Each row shows counts of the number of patients that selected each ethnicity on the requisition form, reported it during consult, and did both. Additionally the overlap proportions are shown. P-values were computed using McNemar’s test to assess if the proportions are significantly different

Some of the groups had very consistent patterns of identification across both self-reported sources. For example, 92.7% of patients that selected African on the requisition form identified having African ancestry during the consult, while 95.5% of patients that identified having African ancestry during the consult also selected African on the requisition form. Other groups showed more complex patterns of self-identification. For example, 89.6% of patients that selected Mediterranean on the requisition form also identified it during the consult, while only 30.3% of patients that reported having some Mediterranean ancestry during the consult actually selected it on the requisition form (p-value = 2.63E-64 using McNemar’s test). Similarly, there were significant discrepancies in the requisition form vs. consult for Native American, Jewish and European ethnicities. These differences suggest that the manner in which self-reported ethnicity is collected affects what is reported.

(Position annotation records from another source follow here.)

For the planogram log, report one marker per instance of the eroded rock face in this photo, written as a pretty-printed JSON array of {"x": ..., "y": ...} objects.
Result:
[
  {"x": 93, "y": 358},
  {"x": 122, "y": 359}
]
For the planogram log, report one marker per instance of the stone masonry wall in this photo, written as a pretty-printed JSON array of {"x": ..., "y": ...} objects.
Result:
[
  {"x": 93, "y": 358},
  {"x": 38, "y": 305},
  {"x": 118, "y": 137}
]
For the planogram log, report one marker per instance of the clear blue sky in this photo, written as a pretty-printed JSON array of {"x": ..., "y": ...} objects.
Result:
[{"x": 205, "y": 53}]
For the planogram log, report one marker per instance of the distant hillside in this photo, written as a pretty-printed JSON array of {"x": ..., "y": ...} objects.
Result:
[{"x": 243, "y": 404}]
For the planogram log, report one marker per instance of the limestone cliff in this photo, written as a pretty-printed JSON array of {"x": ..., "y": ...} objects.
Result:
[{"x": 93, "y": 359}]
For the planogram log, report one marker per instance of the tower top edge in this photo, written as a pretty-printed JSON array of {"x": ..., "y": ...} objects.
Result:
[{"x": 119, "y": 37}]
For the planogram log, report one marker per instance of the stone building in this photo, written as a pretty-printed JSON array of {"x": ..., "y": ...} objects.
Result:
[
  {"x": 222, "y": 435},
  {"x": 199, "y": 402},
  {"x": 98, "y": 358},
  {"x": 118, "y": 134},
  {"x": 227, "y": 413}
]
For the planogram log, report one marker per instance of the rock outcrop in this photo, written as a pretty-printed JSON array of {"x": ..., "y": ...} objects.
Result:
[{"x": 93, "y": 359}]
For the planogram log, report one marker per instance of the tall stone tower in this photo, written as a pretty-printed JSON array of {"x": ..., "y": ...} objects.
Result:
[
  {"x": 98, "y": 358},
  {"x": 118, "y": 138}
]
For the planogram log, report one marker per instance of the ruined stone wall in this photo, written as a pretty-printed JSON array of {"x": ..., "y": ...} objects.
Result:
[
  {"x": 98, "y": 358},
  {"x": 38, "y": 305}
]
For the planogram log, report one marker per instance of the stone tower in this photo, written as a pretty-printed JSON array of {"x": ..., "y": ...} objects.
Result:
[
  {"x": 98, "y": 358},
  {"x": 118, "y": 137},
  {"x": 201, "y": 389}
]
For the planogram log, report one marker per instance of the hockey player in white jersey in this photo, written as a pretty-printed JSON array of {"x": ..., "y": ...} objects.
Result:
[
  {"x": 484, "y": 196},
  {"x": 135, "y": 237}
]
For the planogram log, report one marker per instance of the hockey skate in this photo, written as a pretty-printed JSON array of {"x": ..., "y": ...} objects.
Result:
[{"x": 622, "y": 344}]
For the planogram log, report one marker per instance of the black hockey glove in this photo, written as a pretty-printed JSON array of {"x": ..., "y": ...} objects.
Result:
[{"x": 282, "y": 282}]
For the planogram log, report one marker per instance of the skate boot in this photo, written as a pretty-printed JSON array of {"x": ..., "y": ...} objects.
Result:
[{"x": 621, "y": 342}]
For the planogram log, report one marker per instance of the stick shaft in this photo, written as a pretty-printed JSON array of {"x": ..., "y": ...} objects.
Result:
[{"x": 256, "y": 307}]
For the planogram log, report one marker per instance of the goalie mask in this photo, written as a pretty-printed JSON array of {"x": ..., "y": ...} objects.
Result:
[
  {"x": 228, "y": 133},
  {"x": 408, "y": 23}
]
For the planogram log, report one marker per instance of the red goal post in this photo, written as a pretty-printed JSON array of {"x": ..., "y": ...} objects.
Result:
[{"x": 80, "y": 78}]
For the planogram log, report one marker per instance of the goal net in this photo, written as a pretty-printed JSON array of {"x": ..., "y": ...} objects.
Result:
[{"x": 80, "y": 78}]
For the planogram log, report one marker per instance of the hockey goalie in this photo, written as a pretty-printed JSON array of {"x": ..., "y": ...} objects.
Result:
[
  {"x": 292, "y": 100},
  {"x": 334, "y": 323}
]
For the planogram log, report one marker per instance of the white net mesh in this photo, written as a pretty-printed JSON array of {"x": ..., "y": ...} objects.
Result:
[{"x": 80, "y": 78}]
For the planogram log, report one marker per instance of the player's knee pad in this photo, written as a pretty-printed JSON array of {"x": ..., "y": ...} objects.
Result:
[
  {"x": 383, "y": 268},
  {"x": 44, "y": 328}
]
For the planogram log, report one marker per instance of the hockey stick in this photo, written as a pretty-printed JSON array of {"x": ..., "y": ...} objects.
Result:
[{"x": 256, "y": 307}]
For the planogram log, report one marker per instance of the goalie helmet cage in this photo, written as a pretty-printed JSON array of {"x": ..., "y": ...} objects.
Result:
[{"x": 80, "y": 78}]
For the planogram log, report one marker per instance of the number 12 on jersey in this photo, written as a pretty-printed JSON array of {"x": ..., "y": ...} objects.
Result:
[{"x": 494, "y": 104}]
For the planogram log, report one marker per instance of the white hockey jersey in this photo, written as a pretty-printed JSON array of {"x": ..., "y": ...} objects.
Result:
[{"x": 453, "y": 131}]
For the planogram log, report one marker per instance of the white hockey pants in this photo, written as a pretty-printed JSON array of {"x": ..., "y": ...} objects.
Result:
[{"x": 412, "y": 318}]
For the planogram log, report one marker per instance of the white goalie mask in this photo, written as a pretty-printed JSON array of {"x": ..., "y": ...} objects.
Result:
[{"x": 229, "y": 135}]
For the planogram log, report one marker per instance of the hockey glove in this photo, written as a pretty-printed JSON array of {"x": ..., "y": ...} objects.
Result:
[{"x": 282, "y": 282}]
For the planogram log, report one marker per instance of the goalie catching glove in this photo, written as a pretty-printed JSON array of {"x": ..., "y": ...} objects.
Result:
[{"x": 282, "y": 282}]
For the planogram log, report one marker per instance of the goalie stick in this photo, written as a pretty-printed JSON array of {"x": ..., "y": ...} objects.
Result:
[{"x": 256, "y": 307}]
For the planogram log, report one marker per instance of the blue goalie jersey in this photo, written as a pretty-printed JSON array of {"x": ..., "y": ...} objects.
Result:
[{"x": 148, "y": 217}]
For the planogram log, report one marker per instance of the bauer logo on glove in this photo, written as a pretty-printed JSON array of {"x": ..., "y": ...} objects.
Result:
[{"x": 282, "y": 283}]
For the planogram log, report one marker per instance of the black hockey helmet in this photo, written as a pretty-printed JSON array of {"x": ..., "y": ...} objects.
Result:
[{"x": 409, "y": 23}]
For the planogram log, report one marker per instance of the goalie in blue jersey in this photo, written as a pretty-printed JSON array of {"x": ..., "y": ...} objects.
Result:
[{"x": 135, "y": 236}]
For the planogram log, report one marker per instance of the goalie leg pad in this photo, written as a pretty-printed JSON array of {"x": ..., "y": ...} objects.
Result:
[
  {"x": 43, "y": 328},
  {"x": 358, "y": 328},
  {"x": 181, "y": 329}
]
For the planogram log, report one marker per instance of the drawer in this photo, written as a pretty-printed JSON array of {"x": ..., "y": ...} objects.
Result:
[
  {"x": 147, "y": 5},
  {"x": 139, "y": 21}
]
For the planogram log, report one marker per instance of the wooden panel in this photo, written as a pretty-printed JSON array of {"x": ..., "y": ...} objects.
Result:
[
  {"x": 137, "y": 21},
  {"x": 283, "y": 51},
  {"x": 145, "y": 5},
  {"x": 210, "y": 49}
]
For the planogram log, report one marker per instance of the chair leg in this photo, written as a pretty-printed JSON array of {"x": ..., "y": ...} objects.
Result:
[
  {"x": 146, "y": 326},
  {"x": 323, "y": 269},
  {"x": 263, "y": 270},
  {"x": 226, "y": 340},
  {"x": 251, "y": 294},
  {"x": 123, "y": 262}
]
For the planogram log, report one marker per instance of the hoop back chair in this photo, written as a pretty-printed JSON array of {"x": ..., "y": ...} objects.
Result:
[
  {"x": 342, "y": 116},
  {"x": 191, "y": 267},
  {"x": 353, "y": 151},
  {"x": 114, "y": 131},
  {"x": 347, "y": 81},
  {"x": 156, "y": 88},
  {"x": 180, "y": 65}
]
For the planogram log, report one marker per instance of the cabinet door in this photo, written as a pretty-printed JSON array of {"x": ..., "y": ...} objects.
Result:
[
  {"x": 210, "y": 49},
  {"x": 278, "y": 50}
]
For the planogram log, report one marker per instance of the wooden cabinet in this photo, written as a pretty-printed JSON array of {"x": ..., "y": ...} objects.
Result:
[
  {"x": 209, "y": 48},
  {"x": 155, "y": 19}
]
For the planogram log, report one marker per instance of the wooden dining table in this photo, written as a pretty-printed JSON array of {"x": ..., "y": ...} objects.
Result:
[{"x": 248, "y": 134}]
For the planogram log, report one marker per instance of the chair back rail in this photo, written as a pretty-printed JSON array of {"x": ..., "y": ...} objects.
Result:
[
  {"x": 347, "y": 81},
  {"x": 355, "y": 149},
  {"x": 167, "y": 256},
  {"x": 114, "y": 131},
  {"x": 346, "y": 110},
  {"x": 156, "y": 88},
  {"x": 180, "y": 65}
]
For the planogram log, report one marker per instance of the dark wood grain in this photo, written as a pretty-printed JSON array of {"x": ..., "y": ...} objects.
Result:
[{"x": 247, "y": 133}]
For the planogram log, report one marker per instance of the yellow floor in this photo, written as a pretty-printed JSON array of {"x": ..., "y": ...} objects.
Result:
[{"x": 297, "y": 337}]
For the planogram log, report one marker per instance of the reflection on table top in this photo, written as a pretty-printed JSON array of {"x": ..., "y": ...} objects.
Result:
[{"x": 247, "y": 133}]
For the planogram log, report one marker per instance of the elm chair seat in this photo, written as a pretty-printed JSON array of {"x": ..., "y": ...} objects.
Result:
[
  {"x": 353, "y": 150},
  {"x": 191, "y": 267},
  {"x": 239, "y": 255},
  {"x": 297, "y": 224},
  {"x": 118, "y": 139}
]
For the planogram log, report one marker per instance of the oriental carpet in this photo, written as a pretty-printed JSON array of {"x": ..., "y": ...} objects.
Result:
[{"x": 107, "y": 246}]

Self-reported ethnicity vs. genetic ancestry

In order to see the relationship between self-reported and genetic ancestry, we first considered samples that marked only a single ethnicity on the requisition form. We applied our genetic ancestry prediction model to all of these samples and noted the maximum ancestral group (Fig. 2a and Additional file 2: Table S6). We saw a high level of agreement among African and European samples. Of the samples that marked African on the requisition form, 97.2% were predicted to have majority African ancestry by the model. Similarly, of the samples that marked European, 99.3% were predicted to have majority European ancestry by the model. These results are in line with what has been previously reported [27].

Fig. 2.

Fig. 2

Ancestry model results. a Each bar represents all samples within each self-reported ethnicity category. The height of each group shows the proportion of samples that were predicted to have a majority of their ancestry from that group. b Individuals who self-reported as only African on requisition forms. Each individual is represented as a thin vertical line, where each color shows the proportion of ancestry predicted from each continental group. c Individuals who self-reported as Latin American on requisition forms. Each individual is represented as a thin vertical line, where each color shows the proportion of ancestry predicted from each continental group

The results were quite different when considering Asian continental groups. Of patients that marked only Southeast Asian on the requisition form, 27.5% were predicted to have majority South Asian ancestry by the model, instead of East Asian as expected. At the same time, 8.7% of patients that marked only South Asian on the requisition form were predicted to have majority East Asian ancestry. While this result is consistent with previously published work that shows that the self-reported label “Asian” is concordant with some kind of Asian genetic ancestry, it also suggests that there may be confusion among patients about the distinction between the South, East, and Southeast Asian sub-groups [28].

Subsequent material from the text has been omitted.